The plight of the Congo was adopted as a cause celebre amongst missionaries, intellectuals and activists that became hard to ignore, harder to deny, and eventually, impossible to resist. This movement coalesced into a world wide humanitarian movement that uncovered and publicized the crimes of the regime, and ultimately forced the Belgian government to intervene. After 1908, the Free State was abolished, and The Belgian Congo was administered as a national colony. For the Congolese, who were not consulted at any stage of the process, this only meant the difference between living under a murderous tyranny and a more moderate form of servitude.   Leopold II himself exited the international stage an international pariah, with calls for his hanging at the newly minted World Court in The Hague.  When he died in 1909 his resentful subjects booed and jeered the funeral procession of their former king, who died one of the most hated men in Europe.

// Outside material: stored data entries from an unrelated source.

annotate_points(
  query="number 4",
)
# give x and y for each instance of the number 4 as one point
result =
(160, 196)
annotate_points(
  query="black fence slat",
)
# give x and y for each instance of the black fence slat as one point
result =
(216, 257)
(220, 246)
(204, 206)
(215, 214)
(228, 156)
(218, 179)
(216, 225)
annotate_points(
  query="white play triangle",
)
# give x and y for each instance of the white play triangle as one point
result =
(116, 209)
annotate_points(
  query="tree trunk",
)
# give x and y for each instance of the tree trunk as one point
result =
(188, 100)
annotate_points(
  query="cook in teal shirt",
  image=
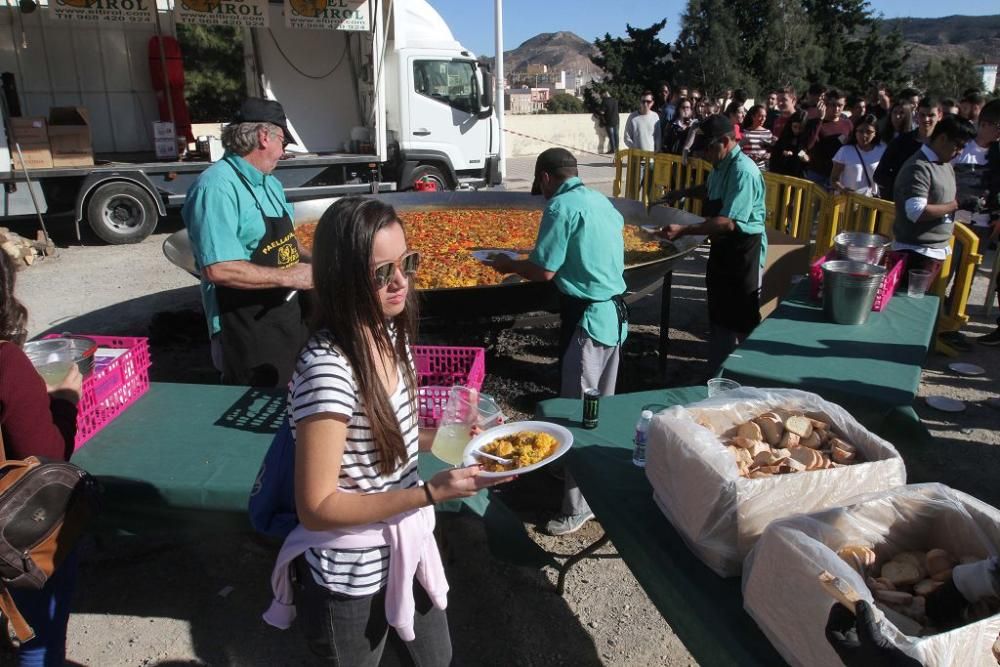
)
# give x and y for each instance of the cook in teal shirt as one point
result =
(224, 221)
(737, 182)
(580, 240)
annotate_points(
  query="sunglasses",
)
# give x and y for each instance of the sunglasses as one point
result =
(384, 273)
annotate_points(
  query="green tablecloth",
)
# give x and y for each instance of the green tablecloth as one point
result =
(879, 361)
(185, 456)
(704, 610)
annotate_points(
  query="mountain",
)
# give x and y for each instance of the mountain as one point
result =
(558, 50)
(976, 37)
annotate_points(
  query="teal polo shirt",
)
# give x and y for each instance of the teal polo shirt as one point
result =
(580, 240)
(223, 220)
(738, 182)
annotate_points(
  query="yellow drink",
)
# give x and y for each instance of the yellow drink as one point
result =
(55, 372)
(450, 442)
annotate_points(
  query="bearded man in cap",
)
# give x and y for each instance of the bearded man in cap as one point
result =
(734, 220)
(581, 249)
(244, 245)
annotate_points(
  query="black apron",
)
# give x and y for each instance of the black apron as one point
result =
(733, 275)
(262, 329)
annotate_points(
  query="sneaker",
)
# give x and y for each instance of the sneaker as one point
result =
(564, 524)
(991, 339)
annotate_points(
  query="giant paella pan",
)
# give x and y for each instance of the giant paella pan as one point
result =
(447, 227)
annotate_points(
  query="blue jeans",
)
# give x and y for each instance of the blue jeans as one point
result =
(47, 612)
(353, 631)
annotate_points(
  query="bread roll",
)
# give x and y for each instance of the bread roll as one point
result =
(749, 430)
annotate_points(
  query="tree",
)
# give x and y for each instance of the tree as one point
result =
(708, 53)
(632, 64)
(214, 84)
(564, 103)
(949, 77)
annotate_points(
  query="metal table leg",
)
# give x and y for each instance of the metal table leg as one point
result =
(573, 560)
(664, 347)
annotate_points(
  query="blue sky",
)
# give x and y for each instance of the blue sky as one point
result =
(472, 20)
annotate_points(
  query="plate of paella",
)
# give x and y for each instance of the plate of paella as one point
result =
(526, 446)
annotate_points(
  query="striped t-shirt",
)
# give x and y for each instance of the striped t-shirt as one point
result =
(324, 383)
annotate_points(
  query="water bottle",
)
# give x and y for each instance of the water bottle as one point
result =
(641, 434)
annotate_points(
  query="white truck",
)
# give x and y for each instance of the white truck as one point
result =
(371, 111)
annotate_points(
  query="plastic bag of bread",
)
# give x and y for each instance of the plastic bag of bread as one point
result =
(782, 594)
(700, 486)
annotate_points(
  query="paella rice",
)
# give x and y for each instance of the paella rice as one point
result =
(524, 448)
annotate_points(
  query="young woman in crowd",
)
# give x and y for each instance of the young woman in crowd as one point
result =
(36, 420)
(757, 139)
(366, 518)
(788, 155)
(855, 163)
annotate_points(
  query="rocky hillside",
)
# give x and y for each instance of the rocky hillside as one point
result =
(977, 37)
(559, 50)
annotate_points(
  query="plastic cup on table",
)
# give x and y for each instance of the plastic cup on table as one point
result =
(919, 281)
(718, 386)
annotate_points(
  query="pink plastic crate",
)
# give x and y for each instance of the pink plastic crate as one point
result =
(440, 367)
(895, 262)
(113, 385)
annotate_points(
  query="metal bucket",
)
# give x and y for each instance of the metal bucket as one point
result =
(849, 290)
(859, 247)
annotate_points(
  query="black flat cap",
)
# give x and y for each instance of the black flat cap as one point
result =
(549, 161)
(257, 110)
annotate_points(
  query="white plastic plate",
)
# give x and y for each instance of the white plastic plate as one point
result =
(560, 433)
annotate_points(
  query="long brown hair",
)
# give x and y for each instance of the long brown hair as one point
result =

Director Peter Bate skillfully uses archival material and contemporary accounts, as well as location shooting and interviews with European and African scholars to tell the story of the Free State.  Bate also borrows generously from Joseph Conrad’s Heart of Darkness, a novella that drew directly from Conrad’s experience as a Congo River steamship captain.  The possibility of overwhelming an audience in a deluge of facts is deftly avoided as the film is framed by a fictional “re-enacted” trial of Leopold II himself, a device that anchors the investigation to the personality of the king and his critics.  And it is flourishes like this that move Congo beyond clinical reportage; it’s prose, as well as it’s sad poetry that make it all the more effective and haunting.  In one powerful scene, a Congolese historian visits present-day Antwerp, a major port involved in the rubber trade.  While in a chocolate shop he arranges sweet treats that are in the shape of little hands and alludes to the brutal practices such as mutilation and dismemberment that were an essential part of a system of exploitation that made Antwerp and Belgium rich. This row of little dismembered brown hands stare back at him, representing in stark visual terms a “human balance sheet” that is all the more troubling because in this quaint shop, in a town built on a diabolical trade, not one person in a hundred could appreciate the disturbing irony of this scene .

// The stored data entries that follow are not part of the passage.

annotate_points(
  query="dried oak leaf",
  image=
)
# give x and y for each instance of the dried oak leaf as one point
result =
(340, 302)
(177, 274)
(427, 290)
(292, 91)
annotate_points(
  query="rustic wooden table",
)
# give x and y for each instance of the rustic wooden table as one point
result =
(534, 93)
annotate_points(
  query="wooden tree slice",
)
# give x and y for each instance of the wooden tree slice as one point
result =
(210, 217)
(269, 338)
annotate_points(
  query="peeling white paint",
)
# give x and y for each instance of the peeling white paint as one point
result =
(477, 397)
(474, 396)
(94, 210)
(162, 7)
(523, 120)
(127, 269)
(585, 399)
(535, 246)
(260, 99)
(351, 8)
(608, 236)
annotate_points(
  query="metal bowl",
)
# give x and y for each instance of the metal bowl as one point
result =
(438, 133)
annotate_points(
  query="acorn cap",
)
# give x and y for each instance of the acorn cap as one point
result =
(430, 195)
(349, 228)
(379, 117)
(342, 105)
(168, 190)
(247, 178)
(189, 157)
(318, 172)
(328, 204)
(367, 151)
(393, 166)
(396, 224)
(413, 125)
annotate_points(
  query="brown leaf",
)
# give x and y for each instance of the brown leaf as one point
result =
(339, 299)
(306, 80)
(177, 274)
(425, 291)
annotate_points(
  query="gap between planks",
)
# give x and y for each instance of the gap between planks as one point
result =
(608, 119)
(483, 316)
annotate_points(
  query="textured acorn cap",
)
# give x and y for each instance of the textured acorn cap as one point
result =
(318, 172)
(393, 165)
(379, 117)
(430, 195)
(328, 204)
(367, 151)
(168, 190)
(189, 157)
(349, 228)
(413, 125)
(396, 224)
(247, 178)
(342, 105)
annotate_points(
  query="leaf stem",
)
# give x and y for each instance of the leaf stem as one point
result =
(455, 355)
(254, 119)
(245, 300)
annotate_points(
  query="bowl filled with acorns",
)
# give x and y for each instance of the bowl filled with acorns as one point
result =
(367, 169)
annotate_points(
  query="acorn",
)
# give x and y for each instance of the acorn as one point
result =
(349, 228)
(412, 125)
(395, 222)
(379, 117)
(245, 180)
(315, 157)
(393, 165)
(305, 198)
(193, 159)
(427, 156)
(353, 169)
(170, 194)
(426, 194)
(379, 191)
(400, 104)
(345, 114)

congo3This national amnesia is a result of a well orchestrated campaign that began decades after Leopold’s death when huge deposits of mineral wealth were discovered in the Belgian Congo.  As the colony took an even more prominent role in the Belgian economy, the image of the colony’s founder had to be recast as a benevolent monarch with a humanitarian mission for Africa.  It is on this point that Bate does not even attempt to spare any venomous scorn, the cover-up presented as nothing less than a conspiracy to erase Leopold’s crimes it from public memory, a wrong on par with the original atrocities.  It is this unyielding tone that has attracted some of the most consistent criticism of the film, with the Belgian government itself officially decrying it as a “tendentious diatribe” and several reviewers criticizing Bate’s less than “dispassionate” approach to the subject matter.  However this ignores the fact that the most incendiary indictments against Leopold are from his contemporaries, the men and women who bore witness to, and vigorously took action against naked inhumanity.  In the face of which no tone other than total seething rage was appropriate.

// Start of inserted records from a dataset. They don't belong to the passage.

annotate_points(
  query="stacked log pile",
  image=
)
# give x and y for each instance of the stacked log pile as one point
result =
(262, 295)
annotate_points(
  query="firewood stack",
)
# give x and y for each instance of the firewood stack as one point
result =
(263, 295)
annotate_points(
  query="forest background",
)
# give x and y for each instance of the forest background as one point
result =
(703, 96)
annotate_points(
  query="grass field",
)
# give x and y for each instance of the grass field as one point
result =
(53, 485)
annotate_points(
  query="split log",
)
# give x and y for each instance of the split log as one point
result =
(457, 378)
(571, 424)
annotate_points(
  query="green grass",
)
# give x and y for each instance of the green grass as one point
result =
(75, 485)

The strengths of Congo: White King, Red Rubber, Black Death should make it the definitive film on the subject for some time to come.  That it took so long for a definitive work to be made about a tragedy on this scale when our mediascape is full of 24 hour news channels with a glut of documentary and educational material, is discouraging.  When an experience such as in the Free State can be nearly ejected into a memory hole we are collectively deprived of history’s lessons and become less prepared for when new challenges arise.  Even in my own lifetime, we seem not to have learned too much, with newer genocides such as in Rwanda and Darfur rendering the 20th century’s vow “Never Again” from a moral imperative into an empty catch phrase.